Dynatrace, a cloud computing firm backed by Private Equity firm Thoma Bravo, launched a successful initial public offering (IPO) on August 1, 2019, raising roughly US$570 million.
The stock rose 49% in its market debut on the New York Stock Exchange, closing at US$23.85 on Thursday, August 1, from its offer price of US$16, giving the company a market value of US$6.71 billion.
Dynatrace sold 34 million shares. Owners of stocks uploaded another 1.6 million shares. According to IPO filings, private equity firm Thoma Bravo will remain Dynatrace’s controlling shareholder, owning 71% of the company’s stock, or 200 million shares.
The offering was led by Goldman Sachs, JP Morgan Chase and Citigroup, and Dynatrace plans to use the IPO proceeds for general corporate purposes as well as to pay down debt. On a net basis, the company has a little over US$500 million in debt, according to IPO filings.
Dynatrace, which is headquartered in Waltham, Massachusetts, specializes in software-intelligence.
The company provides a monitoring platform that simplifies enterprise cloud complexity and accelerates digital transformation. The Dynatrace all-in-one platform aims to modernize and automate enterprise cloud operations, and help organizations release quality software faster and deliver improved digital experiences to their customers.
Dynatrace has three patented technologies:
- The OneAgent technology, which uses “a single agent to collect and unify all operational and business performance metrics for all types of entities within [an] application environment … across each layer of [the] technology stack”;
- The Smartscape visualization technology, which “maps everything running in [an] environment and detects all causal dependencies between websites, applications, services, processes, hosts, networks, and cloud infrastructure”; and
- The PurePath technology, which “captures timings and code level context for application transactions end to end, across all supported technologies, from cloud to mainframe.”

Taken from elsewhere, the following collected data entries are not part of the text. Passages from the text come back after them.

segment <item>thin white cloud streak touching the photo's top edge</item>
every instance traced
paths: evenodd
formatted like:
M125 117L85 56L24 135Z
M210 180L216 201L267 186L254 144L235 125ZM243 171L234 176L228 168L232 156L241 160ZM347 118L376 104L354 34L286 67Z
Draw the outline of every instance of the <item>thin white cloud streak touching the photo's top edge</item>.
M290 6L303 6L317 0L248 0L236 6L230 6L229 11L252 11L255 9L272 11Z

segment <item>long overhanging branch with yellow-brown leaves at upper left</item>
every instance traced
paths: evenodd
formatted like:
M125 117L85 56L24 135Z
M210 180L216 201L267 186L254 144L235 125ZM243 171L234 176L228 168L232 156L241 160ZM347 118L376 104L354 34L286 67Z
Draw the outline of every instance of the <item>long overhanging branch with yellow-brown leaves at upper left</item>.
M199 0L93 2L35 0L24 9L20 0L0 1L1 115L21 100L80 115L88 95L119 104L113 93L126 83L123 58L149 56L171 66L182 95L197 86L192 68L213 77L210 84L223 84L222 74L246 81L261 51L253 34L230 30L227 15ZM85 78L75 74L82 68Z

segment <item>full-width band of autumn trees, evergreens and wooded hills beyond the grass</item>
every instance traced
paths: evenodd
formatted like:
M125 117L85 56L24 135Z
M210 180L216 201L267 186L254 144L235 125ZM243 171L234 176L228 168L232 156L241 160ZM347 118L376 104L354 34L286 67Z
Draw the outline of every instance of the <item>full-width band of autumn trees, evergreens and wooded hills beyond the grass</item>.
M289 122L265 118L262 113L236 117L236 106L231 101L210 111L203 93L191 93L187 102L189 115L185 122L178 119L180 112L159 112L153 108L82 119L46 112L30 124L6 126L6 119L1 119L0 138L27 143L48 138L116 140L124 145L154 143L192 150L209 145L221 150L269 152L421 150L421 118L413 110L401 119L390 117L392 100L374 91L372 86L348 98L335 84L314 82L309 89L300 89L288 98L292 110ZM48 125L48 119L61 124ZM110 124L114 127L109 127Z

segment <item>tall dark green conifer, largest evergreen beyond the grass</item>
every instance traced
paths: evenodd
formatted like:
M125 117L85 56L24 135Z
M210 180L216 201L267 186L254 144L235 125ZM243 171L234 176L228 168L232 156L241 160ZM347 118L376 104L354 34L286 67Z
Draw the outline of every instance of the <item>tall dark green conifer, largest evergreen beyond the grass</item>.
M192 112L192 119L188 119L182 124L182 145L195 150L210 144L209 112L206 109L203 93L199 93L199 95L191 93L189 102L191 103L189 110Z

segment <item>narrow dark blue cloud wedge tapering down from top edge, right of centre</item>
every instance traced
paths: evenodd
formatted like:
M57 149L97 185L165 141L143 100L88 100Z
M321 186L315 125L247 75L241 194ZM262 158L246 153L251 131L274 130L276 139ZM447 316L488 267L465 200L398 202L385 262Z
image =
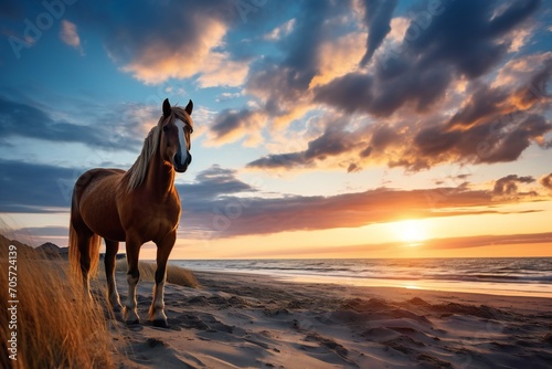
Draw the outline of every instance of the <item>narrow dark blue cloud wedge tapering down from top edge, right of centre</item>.
M364 22L368 27L367 53L360 64L364 66L383 39L391 31L390 22L397 0L364 0Z

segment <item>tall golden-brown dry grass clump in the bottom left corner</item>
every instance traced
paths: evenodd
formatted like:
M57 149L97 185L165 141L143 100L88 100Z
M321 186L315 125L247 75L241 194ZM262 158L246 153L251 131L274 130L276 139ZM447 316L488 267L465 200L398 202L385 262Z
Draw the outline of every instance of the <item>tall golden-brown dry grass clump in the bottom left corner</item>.
M97 302L84 299L82 287L70 282L62 260L46 260L18 247L17 361L6 344L11 337L7 315L8 246L0 244L0 336L3 368L89 368L113 366L113 345L104 312Z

Dynatrace was founded in 2005 in Linz, Austria but later moved its headquarters to the US. The company was purchased in 2011 by Compuware for US$256 million.
Dynatrace separated from Compuware in December 2014 after being sold into private equity firm Thoma Bravo for US$2.4 billion. Thoma Bravo established Dynatrace as a standalone company and people familiar with the matter told Bloomberg that the private equity firm had been considering an IPO or the sale of Dynatrace as early as May 2018.

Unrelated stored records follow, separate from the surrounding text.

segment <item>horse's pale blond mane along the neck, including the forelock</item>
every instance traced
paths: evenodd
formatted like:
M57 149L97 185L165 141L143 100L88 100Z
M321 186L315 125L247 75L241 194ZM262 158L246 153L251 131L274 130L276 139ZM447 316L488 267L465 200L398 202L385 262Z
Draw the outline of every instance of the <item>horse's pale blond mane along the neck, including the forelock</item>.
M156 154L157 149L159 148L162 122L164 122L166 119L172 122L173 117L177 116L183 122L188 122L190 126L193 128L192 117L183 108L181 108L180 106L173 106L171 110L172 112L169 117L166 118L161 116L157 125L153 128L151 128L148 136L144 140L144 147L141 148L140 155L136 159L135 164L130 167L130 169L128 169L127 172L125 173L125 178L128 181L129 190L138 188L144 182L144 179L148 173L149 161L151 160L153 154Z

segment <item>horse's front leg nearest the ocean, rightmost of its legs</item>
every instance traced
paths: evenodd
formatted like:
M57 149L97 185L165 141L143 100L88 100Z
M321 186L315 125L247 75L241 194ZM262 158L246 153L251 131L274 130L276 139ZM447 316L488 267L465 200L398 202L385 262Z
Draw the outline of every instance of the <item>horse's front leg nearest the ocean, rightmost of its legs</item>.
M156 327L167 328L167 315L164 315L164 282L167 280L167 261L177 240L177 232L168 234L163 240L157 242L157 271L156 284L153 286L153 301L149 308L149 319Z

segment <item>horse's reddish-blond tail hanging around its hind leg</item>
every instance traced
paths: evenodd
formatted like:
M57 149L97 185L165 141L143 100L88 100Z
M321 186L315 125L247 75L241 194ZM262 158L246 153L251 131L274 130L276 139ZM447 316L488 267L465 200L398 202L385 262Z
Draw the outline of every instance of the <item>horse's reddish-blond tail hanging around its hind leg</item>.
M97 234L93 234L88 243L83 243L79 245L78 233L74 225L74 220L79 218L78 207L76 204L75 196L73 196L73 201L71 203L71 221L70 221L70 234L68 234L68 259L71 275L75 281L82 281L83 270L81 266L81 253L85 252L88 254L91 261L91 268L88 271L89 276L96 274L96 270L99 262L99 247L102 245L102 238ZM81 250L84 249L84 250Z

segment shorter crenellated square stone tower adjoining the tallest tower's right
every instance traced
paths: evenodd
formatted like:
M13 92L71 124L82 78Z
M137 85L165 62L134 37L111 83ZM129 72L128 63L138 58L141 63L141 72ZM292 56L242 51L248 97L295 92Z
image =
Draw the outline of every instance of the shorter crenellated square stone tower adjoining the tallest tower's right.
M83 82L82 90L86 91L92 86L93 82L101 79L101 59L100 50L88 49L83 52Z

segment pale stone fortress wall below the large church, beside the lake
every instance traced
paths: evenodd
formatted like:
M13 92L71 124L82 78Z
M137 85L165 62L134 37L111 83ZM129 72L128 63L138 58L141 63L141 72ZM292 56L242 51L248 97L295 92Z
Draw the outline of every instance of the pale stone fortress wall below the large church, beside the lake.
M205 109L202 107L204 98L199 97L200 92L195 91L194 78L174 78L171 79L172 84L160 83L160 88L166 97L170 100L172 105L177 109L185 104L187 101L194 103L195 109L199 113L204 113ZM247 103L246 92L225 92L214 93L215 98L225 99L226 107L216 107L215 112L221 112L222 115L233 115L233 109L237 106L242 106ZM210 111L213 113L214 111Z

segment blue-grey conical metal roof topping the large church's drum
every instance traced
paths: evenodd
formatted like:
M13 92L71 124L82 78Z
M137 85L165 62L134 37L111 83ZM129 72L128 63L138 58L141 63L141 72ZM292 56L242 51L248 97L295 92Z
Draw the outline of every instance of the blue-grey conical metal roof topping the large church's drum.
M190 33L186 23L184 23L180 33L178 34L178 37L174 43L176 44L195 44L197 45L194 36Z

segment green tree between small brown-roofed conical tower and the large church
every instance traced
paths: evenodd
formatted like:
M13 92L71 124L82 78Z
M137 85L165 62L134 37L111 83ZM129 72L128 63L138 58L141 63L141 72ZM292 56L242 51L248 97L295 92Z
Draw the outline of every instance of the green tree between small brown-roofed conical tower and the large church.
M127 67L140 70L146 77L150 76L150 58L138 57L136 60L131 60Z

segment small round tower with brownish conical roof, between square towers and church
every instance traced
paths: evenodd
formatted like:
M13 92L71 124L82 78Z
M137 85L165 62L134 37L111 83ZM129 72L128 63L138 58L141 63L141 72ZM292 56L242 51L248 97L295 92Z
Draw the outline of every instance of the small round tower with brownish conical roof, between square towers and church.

Dynatrace Bought Swiss Regtech startup Qumram for 20.8 million USD
In November 2017, Dynatrace acquired Swiss regtech startup Qumram for an aggregate purchase price of US$20.8 million, according to IPO filings. Total cash consideration net of cash acquired was $11.3 million. Therefore it seems no Dynatrace equity was given to Qumram stockholders, in case we interpret this here right.
In the IPO filling Dynatrace says: “We may acquire other businesses, products or technologies in the future which could require significant management attention, disrupt our business, dilute shareholder value and adversely affect our results of operations.”
In fiscal year 2018/2019, Dynatrace had about 2,000 employees and US$431 million in sales. Dynatrace CEO John Van Siclen told Forbes that the company has about 2,400 customers, including more than 1,500 using its signature software intelligence platform.